Monday, October 11, 2004

Le Moron Stupide

Here's an excellent interview with Chris Lewis, son of Jerry Lewis, who produced the DVD editions of a bunch of Lewis's movies, to be released tomorrow.

Jokes about the French aside, I'll say this about Jerry Lewis: who else was consistently making interesting comedies in the early '60s? Billy Wilder, and Blake Edwards, and Lewis's mentor Frank Tashlin, and that's really about it. Most film comedies in America were visually mediocre and gave few opportunities to performers; even a promising comedy, like Lover Come Back (which has a terrific script -- one funny line after another), is sunk by being shot and lit like a bad sitcom. Meanwhile, most of the emerging foreign directors seemed to avoid pure comedy, perhaps because it requires the director to give up some of his autonomy to the performers; Ingmar Bergman (who made some comedies before 1960, but none after) and Fellini and most of the French New Wave guys weren't about to let a comedy performer run wild. Jerry Lewis's movies may be self-indulgent, and sentimental, and uneven, but they're full of good and innovative visual ideas, and they kept alive the great tradition of creating a comedy to show off a gifted performer's talents, rather than shoehorning a performer into a generic role.

That said, I prefer Tashlin as a director -- his famously cartoony gags, his cynical attitude to American pop culture, made him like no other Hollywood comedy director of the era.
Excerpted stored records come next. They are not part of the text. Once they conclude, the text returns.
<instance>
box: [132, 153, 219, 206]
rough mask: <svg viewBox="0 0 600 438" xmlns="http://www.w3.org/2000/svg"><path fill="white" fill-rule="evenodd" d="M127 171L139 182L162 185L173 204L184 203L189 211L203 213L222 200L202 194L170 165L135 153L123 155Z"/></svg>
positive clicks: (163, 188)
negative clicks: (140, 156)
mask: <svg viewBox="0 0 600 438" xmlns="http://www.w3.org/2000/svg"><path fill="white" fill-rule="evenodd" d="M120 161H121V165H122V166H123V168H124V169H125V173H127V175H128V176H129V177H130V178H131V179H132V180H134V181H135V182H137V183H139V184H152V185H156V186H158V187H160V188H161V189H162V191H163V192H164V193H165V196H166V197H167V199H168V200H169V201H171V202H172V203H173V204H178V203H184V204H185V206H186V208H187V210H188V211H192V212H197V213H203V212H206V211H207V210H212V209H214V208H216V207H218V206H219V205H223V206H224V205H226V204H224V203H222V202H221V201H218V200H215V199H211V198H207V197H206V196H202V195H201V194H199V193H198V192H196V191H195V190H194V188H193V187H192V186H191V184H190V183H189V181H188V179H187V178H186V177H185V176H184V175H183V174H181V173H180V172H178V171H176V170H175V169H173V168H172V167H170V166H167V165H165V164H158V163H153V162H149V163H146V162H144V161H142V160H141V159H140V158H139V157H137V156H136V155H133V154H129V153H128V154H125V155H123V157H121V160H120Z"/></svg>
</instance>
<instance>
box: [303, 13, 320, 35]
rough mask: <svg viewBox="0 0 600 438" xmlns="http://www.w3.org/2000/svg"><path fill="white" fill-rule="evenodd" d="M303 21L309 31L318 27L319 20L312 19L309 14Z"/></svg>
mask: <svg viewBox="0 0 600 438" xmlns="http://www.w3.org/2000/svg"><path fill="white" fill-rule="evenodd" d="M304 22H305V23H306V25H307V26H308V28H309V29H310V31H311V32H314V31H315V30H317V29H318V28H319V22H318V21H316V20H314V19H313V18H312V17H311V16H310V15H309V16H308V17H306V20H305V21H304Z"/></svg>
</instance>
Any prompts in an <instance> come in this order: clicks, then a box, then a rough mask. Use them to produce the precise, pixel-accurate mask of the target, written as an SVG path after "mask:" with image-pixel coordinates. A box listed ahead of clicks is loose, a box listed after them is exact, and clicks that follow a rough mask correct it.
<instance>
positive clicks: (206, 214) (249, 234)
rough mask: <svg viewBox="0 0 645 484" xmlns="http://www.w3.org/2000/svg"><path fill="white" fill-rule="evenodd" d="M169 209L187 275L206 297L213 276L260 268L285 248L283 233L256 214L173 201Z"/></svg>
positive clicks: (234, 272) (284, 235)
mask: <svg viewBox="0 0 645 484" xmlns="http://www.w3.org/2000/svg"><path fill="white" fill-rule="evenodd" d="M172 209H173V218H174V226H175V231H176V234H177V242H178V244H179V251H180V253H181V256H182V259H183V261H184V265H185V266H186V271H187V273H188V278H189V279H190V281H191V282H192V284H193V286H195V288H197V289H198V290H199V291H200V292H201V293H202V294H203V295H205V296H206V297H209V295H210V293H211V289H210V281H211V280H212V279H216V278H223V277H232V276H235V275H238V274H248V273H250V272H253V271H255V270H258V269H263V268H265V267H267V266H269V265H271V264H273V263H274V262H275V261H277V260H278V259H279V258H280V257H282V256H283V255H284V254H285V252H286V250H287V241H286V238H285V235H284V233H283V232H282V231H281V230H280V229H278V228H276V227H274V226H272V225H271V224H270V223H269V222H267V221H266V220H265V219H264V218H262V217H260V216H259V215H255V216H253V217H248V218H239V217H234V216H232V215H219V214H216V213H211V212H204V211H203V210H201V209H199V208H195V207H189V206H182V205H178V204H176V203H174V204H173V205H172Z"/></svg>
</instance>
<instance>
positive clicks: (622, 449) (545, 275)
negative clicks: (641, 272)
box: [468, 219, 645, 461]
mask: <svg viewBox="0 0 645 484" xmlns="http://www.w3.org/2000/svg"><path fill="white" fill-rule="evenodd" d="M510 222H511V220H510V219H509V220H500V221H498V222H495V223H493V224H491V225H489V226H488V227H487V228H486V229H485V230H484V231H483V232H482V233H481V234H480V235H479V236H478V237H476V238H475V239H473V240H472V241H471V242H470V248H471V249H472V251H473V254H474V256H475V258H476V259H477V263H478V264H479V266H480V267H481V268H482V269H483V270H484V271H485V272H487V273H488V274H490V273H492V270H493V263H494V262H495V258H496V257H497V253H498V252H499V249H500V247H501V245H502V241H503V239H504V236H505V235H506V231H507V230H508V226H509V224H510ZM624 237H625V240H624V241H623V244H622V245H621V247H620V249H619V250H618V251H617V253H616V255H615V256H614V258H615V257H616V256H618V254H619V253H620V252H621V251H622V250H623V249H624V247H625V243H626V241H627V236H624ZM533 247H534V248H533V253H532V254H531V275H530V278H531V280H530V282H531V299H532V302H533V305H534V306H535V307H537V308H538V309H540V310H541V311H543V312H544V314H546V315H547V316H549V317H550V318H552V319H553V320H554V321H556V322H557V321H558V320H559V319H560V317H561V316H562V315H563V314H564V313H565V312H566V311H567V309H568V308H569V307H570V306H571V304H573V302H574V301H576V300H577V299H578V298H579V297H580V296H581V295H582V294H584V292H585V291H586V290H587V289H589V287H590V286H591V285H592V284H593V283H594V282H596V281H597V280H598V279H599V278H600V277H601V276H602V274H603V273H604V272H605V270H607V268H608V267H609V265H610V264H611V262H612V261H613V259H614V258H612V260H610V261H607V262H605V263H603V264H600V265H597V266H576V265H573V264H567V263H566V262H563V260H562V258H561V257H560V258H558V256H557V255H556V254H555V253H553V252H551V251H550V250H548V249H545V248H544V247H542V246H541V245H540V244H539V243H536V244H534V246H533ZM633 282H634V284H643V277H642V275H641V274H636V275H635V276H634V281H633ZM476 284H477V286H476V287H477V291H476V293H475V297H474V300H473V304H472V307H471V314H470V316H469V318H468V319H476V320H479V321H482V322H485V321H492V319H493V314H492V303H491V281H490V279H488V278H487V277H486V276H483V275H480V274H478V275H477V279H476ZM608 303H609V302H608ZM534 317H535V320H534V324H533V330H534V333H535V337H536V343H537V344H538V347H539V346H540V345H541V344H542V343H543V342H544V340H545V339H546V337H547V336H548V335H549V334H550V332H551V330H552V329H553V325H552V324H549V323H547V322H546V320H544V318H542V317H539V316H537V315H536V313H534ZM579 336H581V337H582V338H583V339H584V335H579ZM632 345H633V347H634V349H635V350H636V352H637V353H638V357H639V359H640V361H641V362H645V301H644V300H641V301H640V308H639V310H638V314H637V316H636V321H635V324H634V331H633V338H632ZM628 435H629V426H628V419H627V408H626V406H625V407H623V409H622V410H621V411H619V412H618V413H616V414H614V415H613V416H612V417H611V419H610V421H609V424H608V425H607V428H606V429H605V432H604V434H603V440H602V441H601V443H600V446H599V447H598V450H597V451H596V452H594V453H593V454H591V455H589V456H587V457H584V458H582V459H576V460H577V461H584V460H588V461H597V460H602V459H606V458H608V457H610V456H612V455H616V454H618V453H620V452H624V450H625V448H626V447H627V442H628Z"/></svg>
None of his films have previously been available on DVD, nor have any of his Warner Brothers cartoons come out yet, so it's especially good to see two Tashlin/Lewis films, Cinderfella and The Disorderly Orderly, included in this new batch. Neither of these are among Tashlin's best work, though Disorderly Orderly has a lot of good stuff; his best films, The Girl Can't Help It, Will Success Spoil Rock Hunter? and Bachelor Flat, have yet to be released by Fox, and his best Paramount movies, like Son of Paleface and Artists and Models, remain in the vaults. (His two Martin/Lewis films, Artists and Models and Hollywood or Bust, are truly insane; they take the basic format of a Dean-n-Jerry picture and go off on strange tangents with bizarre gags, pop-culture satires, and Tashlin's obsession with displaying his leading ladies in every glamour-magazine pose known to man or photographer.) But Chris Lewis says in the interview that the Martin/Lewis movies, as well as other Tashlin/Lewis films, will be coming soon if the current releases sell well, as I'm sure they will.